Donnerstag, 14. November 2013

Evangelische Pastorengeschichte


Eine weitere Erfahrung mit der evangelischen Kirchengeschichte, ähnlich wie im letzten Post - und doch ganz anders: Dieser Tage habe ich nämlich das Deutsche Historische Museum mal wieder besucht. Neben der Aussicht auf die tolle Architektur des Pei-Baus wollte ich einen ökumenisch interessierten Blick in die Ausstellung "Leben nach Luther" über die "Kulturgeschichte des evangelischen Pfarrhauses" werfen, die in vielen Zeitungen überwiegend positiv beschrieben wurde (vgl. z.B. Tagesspiegel, Berliner Zeitung und DieWelt).
Darin sollen mit Unterstützung der evangelischen Kirche und in Vorbereitung auf das Reformationsjubiläum 2017 die Lebenswirklichkeiten protestantischer Pastoren und ihrer Familien durch die Zeit hin angeschaut und einige Klischees zur Seite geräumt werden.

Piranesi-Anmutung, Pei-Bau im DHM, Berlin Mitte, 2013.

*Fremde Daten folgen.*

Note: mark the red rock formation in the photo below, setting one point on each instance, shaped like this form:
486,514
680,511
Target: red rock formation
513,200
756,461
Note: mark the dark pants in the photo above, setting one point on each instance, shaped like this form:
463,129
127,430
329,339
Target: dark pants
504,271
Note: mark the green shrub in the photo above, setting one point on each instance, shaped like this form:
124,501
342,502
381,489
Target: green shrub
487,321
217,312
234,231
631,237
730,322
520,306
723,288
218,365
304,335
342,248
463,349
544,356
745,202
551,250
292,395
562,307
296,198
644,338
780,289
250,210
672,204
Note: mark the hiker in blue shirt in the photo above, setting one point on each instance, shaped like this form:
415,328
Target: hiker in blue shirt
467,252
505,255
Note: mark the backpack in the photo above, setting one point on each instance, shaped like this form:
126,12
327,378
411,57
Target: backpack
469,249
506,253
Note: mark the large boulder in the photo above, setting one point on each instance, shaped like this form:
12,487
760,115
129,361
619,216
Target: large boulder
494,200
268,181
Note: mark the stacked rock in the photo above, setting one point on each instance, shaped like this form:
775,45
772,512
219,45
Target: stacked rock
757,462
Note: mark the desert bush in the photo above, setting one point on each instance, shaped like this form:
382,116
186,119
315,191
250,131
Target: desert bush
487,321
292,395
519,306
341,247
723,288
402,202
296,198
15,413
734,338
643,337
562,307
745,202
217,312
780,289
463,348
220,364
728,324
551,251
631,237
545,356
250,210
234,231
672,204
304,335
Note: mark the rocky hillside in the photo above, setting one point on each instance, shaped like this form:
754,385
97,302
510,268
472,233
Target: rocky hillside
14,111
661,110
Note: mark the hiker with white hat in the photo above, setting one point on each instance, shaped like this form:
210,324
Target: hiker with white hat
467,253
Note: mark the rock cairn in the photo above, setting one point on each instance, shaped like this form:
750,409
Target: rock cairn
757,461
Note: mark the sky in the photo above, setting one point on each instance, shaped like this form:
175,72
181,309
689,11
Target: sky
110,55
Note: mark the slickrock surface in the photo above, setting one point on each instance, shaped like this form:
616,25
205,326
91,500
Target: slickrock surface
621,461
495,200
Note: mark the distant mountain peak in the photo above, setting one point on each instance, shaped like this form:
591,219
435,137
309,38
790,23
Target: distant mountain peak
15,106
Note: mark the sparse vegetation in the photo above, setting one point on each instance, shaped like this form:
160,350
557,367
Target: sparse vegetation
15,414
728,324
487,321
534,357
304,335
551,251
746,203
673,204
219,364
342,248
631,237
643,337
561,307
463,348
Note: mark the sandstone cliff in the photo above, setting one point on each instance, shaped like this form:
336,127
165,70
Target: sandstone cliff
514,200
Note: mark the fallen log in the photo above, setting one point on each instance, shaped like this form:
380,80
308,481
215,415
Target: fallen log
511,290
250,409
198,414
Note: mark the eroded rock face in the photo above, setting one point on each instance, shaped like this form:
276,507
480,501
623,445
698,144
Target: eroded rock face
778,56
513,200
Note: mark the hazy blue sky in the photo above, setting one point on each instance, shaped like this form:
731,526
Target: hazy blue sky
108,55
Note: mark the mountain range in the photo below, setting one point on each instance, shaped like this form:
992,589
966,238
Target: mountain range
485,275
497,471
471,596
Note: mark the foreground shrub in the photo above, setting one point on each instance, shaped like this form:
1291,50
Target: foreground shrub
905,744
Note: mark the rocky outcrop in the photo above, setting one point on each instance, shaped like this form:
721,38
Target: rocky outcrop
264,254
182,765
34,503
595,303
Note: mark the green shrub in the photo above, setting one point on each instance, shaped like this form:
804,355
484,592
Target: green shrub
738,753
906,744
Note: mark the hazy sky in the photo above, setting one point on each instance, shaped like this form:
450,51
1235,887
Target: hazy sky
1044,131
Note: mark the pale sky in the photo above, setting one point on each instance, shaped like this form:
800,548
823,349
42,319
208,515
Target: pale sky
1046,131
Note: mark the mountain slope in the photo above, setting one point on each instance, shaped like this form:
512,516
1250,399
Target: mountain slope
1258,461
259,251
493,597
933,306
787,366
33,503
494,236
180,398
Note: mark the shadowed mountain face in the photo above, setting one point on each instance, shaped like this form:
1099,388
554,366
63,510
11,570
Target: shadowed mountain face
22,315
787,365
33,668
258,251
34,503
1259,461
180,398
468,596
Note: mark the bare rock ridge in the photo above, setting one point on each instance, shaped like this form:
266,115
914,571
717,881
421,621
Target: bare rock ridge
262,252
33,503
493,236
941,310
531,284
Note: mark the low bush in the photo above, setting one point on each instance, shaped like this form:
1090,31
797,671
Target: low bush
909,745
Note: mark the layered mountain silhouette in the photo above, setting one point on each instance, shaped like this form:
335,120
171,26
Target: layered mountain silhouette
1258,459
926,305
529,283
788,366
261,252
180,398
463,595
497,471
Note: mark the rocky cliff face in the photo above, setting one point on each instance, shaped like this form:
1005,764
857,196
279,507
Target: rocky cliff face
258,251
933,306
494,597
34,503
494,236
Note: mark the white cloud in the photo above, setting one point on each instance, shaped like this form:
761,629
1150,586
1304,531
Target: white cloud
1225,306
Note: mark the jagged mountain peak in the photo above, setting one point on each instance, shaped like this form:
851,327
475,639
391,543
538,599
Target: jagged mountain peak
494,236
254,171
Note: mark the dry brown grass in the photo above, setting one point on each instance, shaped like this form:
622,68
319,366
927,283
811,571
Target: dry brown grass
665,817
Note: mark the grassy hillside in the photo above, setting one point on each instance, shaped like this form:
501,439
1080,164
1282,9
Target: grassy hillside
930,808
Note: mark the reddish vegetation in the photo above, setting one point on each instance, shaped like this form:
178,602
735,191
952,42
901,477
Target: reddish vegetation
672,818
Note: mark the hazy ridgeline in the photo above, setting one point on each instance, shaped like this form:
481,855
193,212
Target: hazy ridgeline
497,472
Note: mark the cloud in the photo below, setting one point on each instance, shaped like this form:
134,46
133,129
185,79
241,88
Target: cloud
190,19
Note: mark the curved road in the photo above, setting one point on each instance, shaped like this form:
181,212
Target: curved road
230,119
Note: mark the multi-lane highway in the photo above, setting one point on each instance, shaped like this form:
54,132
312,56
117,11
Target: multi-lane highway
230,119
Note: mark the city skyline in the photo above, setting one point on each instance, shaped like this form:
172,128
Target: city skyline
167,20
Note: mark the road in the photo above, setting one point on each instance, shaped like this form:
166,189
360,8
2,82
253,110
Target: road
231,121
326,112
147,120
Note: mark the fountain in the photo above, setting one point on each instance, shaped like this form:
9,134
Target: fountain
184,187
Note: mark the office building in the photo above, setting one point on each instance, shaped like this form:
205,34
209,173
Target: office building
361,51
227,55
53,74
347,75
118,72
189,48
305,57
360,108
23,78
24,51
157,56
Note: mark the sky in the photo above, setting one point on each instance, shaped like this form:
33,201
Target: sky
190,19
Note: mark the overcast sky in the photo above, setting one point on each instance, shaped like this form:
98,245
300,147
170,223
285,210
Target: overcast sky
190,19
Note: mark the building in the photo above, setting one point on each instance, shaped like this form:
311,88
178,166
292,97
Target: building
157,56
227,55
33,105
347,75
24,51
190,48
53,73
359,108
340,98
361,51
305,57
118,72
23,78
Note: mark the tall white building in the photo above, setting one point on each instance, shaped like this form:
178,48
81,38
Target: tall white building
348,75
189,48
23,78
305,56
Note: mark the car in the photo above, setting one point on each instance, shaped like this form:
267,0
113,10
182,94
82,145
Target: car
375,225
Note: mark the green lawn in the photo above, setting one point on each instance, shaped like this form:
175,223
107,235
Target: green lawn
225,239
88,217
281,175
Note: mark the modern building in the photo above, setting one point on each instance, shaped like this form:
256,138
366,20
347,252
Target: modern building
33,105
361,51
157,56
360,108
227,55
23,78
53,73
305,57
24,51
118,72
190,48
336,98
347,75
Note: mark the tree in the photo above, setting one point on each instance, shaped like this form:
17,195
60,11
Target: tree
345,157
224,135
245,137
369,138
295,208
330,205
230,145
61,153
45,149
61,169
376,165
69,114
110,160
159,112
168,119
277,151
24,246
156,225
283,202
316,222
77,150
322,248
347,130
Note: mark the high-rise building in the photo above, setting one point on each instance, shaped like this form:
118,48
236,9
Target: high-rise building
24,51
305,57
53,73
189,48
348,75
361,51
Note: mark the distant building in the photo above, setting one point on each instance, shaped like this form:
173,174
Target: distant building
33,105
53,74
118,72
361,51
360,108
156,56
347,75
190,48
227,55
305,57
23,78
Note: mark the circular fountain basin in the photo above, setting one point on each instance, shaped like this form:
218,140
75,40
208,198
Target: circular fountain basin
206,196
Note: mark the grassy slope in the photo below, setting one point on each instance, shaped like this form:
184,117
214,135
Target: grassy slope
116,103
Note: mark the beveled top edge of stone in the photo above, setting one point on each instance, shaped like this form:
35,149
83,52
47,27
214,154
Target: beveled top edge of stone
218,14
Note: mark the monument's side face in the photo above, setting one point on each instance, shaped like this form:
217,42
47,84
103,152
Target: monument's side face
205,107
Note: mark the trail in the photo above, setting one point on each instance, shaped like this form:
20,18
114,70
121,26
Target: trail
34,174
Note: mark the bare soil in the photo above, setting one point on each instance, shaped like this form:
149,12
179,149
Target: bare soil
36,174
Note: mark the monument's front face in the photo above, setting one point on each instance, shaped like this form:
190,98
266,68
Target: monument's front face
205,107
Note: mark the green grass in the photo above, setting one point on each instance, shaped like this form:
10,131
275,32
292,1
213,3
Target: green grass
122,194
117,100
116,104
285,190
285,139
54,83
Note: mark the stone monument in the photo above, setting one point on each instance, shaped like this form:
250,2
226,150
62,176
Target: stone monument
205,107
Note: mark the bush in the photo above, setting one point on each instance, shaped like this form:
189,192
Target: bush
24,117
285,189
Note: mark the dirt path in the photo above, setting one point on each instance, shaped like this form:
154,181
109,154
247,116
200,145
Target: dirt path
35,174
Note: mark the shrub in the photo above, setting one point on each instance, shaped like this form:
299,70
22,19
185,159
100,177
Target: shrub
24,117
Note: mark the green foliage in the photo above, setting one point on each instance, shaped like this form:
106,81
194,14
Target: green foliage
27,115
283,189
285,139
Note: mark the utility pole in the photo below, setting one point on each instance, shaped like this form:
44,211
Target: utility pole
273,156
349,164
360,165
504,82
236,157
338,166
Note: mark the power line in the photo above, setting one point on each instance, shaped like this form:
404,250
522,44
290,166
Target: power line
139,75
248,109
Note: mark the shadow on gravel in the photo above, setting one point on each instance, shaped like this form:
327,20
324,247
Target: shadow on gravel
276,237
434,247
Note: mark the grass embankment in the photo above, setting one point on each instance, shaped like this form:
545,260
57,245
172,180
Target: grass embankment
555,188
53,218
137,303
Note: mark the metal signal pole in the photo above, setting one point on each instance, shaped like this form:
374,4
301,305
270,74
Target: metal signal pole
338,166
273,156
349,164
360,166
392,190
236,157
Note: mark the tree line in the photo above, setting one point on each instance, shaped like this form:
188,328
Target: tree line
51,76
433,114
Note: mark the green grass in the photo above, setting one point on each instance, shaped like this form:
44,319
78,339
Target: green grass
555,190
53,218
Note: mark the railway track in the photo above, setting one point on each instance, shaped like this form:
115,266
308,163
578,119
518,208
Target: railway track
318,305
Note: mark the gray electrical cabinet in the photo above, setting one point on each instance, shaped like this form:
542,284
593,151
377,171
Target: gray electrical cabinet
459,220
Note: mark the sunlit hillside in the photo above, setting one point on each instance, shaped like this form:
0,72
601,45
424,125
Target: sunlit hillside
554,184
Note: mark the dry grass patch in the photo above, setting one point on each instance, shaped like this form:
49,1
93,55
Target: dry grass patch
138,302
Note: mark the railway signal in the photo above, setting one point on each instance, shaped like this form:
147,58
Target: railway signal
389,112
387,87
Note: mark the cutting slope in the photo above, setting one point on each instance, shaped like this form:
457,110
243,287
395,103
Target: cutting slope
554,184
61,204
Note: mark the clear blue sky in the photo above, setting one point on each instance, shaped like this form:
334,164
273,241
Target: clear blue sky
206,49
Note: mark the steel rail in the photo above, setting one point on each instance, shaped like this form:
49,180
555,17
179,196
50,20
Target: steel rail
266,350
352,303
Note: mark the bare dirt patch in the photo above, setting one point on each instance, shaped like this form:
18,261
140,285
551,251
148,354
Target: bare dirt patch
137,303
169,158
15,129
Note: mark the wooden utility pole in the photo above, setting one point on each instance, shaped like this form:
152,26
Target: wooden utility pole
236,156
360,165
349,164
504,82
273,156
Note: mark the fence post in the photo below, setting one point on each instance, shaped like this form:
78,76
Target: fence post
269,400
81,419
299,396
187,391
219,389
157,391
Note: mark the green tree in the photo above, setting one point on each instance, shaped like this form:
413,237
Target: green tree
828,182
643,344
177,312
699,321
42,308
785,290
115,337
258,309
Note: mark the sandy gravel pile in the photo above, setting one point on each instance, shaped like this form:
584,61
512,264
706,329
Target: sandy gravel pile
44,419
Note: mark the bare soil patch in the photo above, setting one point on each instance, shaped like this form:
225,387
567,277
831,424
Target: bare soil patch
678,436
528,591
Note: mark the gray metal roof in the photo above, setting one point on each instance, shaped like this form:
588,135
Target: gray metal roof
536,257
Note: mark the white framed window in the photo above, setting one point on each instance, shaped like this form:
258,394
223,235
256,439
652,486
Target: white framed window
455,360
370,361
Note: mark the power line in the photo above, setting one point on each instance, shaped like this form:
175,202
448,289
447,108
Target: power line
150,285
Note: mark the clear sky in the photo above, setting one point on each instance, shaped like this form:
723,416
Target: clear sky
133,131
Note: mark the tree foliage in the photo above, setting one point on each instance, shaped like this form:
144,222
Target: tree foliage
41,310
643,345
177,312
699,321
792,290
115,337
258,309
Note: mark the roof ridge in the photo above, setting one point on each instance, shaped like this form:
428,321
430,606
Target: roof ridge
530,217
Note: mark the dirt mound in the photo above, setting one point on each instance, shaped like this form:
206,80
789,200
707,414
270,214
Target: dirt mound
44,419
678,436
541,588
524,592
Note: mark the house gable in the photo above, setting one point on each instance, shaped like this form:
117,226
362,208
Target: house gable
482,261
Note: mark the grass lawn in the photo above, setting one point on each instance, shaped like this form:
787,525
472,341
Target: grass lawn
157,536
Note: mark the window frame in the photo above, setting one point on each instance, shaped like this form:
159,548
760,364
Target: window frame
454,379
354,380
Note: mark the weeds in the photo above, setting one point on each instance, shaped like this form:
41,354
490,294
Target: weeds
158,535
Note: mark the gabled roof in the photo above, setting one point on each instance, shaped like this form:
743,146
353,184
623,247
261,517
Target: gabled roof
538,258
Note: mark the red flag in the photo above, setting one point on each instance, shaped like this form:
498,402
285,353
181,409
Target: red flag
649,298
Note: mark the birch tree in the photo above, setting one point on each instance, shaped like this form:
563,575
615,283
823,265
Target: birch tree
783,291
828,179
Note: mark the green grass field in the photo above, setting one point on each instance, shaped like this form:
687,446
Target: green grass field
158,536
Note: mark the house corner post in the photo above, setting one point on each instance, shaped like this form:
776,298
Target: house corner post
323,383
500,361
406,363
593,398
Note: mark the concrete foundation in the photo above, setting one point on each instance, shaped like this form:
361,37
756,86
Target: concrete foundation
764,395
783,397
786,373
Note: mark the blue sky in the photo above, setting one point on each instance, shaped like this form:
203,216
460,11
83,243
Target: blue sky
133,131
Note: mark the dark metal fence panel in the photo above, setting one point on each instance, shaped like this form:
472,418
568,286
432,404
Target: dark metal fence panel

Die Ausstellungskonzeption in Themenräumen ist auch für einigermaßen Vorgebildete wie mich eine gute Möglichkeit, nicht chronologisch, sondern anhand einiger inhaltlicher Schlaglichter interessante Neuigkeiten zu erfahren. Neben Ausführungen über Bildungsstand und Forschergeist der Pfarrer gibt es da Einblicke in die Arbeitszimmer, sind verschiedenste Amtstrachten und Alltagsgeräte zu sehen, Amt und Habitus werden thematisiert und kurze Einblicke in exemplarische Ausbildungsverläufe sowie die Finanzierung eines pfarrlichen Hausstandes im 19. Jahrhundert geboten. Angereichert durch Perspektiven auf die skandinavischen Länder und auf die britischen Inseln kommen kurz auch die deutschen Kolonial-Missionen in den Blick. Die Ausstellung gipfelt in den zwei kritisch aufgearbeiteten Drucksituationen des 20. Jahrhunderts (Nationalsozialismus und DDR).

Aus all dem ergibt sich ein interessantes Potpourri des deutschen Protestantismus mit Fokussierung auf sein Leitungspersonal. Bemerkenswert ist eben dieser Gesamteindruck – konkrete Themen wie die Stellung der „Frau Pfarrer“, das Bewirtschaften von Feldern zur Unterhaltssicherung oder die verklärte Außensicht der Verhältnisse erscheinen eher als Beiwerk zu einer Kulturgeschichte des Protestantismus an sich. Das hat mich doch verwundert – mit einiger Konzentration auf Haushalt und Familie eines evangelischen Pfarrers (bzw. Pfarrerin) hätte man sich die unter anderen Überschriften durchaus interessanten Beiträge zu Altargeschirr, Kirchenbänken, schwedischen „Hausverhören“ oder Missionsbildchen durchaus sparen können. Das hätte meiner Meinung nach eine Verschlankung bezüglich der dargebotenen Objektzahlen ermöglicht und die Thematisierung von einigen mir nun weiterhin bleibenden Fragen ermöglicht.
Wie sah es denn, über den Hinweis auf das ausgeschmückte Lutherbild hinaus, mit frühprotestantischen Auseinandersetzungen in Abgrenzung zu katholischer Zölibatsorientierung aus? Was bedeutete die sittenstrenge Erziehung im Pfarrhaus des Kaiserreichs außer dem Drei-Minuten-Ausschnitt aus „Das weiße Band“? Welche Zeugnisse des ehelichen Zusammenlebens gibt es neben den ausgestellten Tugendtafeln? Und was haben die Dia-Vorläufer mit Bildern vom Heiligen Land mit der dürftig beschriebenen Lebenswirklichkeit der Pfarrersfamilien in der Fremde zu tun?

Ehrlich gesagt bin ich etwas enttäuscht von dergestalt mangelnder Tiefe beim selbst gestellten Thema gerade angesichts der großen Materialsammlung. Aufgeboten werden eine Unmenge von Ölbildern vom 16. bis ins 20. Jahrhundert, vielerlei Bücher, Briefe und andere Schriftstücke, auch Objekte wie die Beamtenuniform eines preußischen Pfarrers, eine selbst entwickelte Waschmaschine und ein Beispielfahrrad, das die Frage nach der Vereinbarkeit des Radfahrens mit der Würde des Pfarrers anzeigt.
In einer Ausstellung mit dem Thema „Der evangelische Pfarrer und die Geschichte des Protestantismus“ hätte ich all das gut gefunden, so aber kann ich nur hoffen, dass der Audio-Guide entsprechende Zusatzinformationen gibt - und lese ein Chrismon-Interview mit Heinrich Bedford-Strohm und Katharina Saalfrank zum Thema (Ausgabe 11/2013, S.30-33).